# Easy recursive Java O(n+m) solution beats 99,9% without KMP (using Hash)

• First hash for `t` is calculated, then it is passed to `hashAndCompare` which is calculating the hash of `s` but on each subtree checks whether the current subtree hash is equal to `t`'s hash. Only if we have a hash collision we fully compare both subtrees.

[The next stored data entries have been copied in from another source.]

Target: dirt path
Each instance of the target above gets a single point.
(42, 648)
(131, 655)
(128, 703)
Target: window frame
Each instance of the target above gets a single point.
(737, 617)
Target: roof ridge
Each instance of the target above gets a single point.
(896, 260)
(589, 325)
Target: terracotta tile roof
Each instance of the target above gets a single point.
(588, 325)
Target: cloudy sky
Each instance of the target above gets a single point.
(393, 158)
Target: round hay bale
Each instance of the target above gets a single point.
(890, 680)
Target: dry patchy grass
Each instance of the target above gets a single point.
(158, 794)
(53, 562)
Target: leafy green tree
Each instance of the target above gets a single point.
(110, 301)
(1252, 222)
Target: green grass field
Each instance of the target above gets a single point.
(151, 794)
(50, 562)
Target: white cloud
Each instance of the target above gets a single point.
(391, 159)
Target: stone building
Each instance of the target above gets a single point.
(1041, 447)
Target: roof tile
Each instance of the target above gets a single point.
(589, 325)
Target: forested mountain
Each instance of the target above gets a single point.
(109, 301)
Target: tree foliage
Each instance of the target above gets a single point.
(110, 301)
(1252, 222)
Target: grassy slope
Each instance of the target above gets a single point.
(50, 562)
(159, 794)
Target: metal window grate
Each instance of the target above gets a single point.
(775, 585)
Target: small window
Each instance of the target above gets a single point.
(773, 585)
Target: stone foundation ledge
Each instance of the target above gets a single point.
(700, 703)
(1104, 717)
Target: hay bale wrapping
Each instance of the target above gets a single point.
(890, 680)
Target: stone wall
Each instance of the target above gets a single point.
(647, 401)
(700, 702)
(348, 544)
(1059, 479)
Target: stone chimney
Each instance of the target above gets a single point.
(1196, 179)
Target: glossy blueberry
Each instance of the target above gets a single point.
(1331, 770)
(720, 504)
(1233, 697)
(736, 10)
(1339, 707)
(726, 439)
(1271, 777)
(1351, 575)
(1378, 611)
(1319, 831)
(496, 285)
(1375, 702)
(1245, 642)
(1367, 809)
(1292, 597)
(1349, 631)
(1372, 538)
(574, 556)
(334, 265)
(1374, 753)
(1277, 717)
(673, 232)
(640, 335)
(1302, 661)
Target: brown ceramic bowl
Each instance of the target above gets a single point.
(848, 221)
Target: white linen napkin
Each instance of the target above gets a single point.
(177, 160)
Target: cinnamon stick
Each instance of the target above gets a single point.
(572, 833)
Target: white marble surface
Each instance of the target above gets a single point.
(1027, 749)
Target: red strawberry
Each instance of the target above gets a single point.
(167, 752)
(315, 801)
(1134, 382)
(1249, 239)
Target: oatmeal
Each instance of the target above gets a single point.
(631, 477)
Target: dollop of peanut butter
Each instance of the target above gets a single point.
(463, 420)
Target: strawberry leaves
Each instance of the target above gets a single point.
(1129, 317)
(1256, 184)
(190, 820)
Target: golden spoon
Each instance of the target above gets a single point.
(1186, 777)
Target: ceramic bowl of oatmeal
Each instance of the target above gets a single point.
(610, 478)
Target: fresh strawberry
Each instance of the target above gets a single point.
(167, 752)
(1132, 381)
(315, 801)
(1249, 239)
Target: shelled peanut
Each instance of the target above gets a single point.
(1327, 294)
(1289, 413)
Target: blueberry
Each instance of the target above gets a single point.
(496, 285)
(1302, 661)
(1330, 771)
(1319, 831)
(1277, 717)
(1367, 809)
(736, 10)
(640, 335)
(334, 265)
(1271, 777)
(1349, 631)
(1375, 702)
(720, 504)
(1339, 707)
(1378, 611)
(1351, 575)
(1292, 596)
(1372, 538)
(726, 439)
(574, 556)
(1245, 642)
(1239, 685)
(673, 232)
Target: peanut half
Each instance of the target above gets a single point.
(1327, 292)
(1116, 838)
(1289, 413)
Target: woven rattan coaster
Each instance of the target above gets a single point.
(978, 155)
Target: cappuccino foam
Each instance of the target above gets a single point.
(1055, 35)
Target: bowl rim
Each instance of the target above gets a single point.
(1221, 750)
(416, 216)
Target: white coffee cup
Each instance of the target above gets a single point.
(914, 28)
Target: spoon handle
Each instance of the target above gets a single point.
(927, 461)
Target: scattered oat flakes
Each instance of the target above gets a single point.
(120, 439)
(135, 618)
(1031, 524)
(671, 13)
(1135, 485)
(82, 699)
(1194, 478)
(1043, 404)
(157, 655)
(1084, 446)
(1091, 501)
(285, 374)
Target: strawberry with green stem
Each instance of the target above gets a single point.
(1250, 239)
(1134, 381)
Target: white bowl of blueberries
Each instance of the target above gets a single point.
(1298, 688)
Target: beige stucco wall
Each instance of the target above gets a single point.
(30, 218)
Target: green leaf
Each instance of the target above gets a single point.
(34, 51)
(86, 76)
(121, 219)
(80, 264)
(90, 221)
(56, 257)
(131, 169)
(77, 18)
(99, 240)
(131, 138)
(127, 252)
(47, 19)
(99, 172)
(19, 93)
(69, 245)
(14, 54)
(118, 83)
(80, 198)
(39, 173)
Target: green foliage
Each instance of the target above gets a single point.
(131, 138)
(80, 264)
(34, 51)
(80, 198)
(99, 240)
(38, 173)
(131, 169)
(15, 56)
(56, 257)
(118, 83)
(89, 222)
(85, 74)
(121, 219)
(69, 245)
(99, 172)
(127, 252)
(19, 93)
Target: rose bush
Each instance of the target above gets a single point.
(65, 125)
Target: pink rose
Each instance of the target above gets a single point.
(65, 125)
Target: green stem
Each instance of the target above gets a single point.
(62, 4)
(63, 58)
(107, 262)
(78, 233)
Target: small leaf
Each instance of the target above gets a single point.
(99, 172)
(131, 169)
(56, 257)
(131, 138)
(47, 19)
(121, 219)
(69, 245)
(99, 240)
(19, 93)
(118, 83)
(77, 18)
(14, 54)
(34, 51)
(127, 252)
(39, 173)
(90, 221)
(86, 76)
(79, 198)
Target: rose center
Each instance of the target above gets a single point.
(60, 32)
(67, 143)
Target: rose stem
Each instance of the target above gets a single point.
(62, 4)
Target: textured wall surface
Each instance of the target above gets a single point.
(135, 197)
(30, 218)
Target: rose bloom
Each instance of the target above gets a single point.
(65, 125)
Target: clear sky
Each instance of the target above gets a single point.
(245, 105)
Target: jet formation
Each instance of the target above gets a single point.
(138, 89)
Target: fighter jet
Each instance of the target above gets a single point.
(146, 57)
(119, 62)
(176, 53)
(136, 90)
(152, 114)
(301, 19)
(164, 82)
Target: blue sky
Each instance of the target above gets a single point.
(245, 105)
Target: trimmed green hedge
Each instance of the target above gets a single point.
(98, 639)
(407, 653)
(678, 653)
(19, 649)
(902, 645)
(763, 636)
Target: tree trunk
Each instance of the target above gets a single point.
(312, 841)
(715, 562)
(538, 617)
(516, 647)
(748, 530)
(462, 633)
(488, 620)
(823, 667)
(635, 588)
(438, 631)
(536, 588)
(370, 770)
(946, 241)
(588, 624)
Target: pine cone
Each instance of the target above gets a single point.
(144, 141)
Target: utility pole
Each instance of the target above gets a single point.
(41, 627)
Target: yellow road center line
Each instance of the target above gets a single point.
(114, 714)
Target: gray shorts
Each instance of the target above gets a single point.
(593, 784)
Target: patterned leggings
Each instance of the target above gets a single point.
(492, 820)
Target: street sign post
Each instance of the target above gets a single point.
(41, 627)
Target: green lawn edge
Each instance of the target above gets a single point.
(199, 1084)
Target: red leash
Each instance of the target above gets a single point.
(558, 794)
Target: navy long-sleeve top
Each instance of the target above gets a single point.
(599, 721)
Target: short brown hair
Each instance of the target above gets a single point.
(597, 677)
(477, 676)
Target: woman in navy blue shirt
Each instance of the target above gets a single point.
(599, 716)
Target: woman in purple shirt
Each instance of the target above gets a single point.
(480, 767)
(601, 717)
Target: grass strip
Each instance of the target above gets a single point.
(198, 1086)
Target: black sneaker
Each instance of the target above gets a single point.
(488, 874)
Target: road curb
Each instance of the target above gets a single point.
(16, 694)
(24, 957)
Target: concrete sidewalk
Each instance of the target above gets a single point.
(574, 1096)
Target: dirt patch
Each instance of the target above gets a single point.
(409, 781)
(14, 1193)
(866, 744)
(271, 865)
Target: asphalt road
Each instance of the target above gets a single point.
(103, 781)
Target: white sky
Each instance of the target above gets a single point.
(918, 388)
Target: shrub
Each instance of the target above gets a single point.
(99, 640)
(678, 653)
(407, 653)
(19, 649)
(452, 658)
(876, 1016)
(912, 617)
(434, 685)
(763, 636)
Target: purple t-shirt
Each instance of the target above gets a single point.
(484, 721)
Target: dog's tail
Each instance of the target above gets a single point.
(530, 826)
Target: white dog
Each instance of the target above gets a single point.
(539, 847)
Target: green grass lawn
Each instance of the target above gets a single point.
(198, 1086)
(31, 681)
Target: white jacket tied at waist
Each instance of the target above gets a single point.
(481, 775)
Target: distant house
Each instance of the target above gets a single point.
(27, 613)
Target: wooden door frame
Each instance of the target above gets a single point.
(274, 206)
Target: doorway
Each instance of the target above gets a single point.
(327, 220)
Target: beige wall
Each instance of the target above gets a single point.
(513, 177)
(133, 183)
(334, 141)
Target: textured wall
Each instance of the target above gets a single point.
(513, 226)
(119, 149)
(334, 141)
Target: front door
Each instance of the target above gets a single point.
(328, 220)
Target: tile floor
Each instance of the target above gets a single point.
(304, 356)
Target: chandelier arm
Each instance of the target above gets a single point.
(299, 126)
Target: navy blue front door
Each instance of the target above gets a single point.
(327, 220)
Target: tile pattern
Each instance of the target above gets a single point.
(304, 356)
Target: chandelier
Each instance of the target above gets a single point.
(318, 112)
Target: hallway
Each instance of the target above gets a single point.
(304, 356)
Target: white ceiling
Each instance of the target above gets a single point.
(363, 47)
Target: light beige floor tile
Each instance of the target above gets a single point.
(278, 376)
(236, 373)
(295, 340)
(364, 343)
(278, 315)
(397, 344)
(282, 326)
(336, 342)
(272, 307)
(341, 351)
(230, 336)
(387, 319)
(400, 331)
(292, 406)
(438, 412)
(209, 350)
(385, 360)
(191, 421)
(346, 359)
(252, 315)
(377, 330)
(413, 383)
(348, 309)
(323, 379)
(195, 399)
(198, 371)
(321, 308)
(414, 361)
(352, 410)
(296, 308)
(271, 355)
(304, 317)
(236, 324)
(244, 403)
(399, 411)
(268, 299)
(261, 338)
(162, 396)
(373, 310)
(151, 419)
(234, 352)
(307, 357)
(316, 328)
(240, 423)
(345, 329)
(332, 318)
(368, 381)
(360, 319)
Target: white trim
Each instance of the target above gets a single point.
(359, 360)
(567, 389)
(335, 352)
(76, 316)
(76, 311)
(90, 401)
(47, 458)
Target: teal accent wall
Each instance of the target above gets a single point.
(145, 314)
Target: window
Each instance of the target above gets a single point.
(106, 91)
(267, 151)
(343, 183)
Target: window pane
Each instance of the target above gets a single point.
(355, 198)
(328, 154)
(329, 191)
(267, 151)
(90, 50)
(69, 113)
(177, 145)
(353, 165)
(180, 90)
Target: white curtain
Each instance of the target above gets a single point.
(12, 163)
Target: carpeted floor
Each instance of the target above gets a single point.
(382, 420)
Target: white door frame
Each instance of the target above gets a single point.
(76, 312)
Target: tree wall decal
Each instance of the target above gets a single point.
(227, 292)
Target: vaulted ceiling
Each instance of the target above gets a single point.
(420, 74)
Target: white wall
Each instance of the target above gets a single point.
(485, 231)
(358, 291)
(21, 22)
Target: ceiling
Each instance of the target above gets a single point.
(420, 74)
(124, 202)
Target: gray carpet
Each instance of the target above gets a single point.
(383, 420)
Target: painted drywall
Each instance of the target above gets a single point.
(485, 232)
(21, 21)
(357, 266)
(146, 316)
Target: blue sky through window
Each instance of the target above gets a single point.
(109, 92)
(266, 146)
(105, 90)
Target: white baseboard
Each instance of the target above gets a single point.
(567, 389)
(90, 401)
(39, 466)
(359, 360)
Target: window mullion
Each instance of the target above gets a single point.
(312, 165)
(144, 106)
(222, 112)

``````    boolean hasSub = false;
public boolean isSubtree(TreeNode s, TreeNode t) {
if (s == null) return t == null;
hashAndCompare(s, t, hashAndCompare(t, null, 0));
return hasSub;
}

private int hashAndCompare(TreeNode s, TreeNode t, int tHash) {
if (s == null) return 0;
int myHash = hashAndCompare(s.left, t, tHash) + hashAndCompare(s.right, t, tHash) + (s.val == 0? 1337 : s.val) * 401;
if (myHash == tHash && !hasSub) hasSub = equals(s, t);
return myHash;
}

private boolean equals(TreeNode s, TreeNode t) {
if (s == null || t == null) return s == t;
if (s.val != t.val) return false;
return equals(s.left, t.left) && equals(s.right, t.right);
}
``````

Hash collisions should occur only once or at most some constant amount of times, depending on the hash function you choose (Integer's `hashCode()` is very bad here since it's just the number). I just used a random prime and redirected zero to a random number, since we need `0` hash for `null` nodes. Would work without this, but leafs with `0` value would create much more collisions :). It works well, but you could construct a bad testcase for it. A more sophisticated hashCode would prevent this (especially breaking natural order would probably be beneficial for edge cases).